Cluster analysis offers a method of grouping data values based on similarities within the data. This technique segments different items into groups depending on the degree of association between items. The degree of association between two objects is maximal if they belong to the same group and minimal otherwise. A specified or determined number of groups, or clusters, is formed, allowing each data value to then be mathematically categorized into the appropriate cluster.
Cluster analysis is seen as an unguided learning technique since there is no target or dependent variable. There are usually underlying features that determine why certain things appear related and others unrelated. Analyzing clusters of related elements can yield meaningful insight into how various elements of a dataset report relate to each other.

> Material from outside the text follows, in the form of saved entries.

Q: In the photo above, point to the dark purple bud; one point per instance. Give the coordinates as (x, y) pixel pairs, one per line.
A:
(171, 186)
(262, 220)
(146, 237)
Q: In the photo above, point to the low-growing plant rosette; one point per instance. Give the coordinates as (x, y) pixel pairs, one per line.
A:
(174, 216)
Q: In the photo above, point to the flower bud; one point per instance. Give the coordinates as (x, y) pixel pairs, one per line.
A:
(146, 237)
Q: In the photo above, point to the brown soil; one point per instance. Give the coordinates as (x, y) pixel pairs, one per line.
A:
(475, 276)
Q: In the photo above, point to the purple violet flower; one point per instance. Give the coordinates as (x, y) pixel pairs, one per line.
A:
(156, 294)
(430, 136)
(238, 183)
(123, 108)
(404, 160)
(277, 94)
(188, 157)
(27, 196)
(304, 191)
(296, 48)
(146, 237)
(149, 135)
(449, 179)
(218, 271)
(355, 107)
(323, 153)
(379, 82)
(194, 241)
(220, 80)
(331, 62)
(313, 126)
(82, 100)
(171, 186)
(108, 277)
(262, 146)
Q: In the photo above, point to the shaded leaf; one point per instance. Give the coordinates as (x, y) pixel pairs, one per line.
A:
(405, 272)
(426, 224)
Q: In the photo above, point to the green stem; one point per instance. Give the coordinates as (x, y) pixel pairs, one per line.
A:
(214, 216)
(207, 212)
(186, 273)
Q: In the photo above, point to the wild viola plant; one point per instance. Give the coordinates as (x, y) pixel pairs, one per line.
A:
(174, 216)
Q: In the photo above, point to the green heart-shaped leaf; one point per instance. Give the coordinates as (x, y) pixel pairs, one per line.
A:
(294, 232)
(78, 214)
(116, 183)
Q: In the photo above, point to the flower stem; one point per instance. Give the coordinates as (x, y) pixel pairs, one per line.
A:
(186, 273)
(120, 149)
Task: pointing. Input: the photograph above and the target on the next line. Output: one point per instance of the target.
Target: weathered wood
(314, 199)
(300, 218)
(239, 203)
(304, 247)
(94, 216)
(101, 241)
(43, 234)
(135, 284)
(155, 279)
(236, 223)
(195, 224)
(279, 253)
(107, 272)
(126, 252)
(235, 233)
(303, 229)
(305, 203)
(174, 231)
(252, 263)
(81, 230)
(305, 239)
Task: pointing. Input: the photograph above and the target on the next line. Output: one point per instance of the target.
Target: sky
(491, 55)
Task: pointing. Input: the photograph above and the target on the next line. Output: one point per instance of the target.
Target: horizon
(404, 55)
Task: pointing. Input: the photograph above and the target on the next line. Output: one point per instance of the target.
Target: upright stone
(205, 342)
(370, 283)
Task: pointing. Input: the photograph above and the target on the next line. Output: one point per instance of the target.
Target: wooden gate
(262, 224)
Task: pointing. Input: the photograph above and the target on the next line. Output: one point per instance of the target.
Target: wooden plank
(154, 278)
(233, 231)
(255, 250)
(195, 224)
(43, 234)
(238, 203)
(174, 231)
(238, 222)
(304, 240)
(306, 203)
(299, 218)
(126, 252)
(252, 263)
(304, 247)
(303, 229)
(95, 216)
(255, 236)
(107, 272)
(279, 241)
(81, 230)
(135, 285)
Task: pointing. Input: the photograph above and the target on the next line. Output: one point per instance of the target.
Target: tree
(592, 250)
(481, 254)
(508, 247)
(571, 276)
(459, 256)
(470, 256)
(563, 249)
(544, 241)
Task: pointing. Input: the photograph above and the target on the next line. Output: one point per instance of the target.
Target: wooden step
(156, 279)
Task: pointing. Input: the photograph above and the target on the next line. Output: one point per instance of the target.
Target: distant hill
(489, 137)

MicroStrategy employs the k-Means algorithm for determining clusters. Using this technique, clusters are defined by a center in multidimensional space. The dimensions of this space are determined by the independent variables that characterize each item. Continuous variables are normalized to the range of zero to one (so that no variable dominates). Categorical variables are replaced with a binary indicator variable for each category (1 = an item is in that category, 0 = an item is not). In this fashion, each variable spans a similar range and represents a dimension in this space.
The user specifies the number of clusters,
k
, and the algorithm determines the coordinates of the center of each cluster.
In MicroStrategy, the number of clusters to be generated from a set of data can be specified by the user or determined by the software. If determined by the software, the number of clusters is based on multiple iterations to reveal the optimal grouping. A maximum is set by the user to limit the number of clusters determined by the software.
The table below shows the result of a model that determines which of five clusters a customer belongs to.
The center of each cluster is represented in the five cluster columns. With this information, it is possible to learn what the model says about each cluster. For example, since the center of Cluster 1 is where “Marital Status = Single” is one and all other marital statuses are zero, single people tend to be in this cluster. On the other hand, there is not a lot of variability across the clusters for the Age Range dimensions, so age is not a significant factor for segmentation.
Creating a cluster model is the first step, because while the algorithm will always generate the proper clusters, it is up to the user to understand how each cluster differs from the others.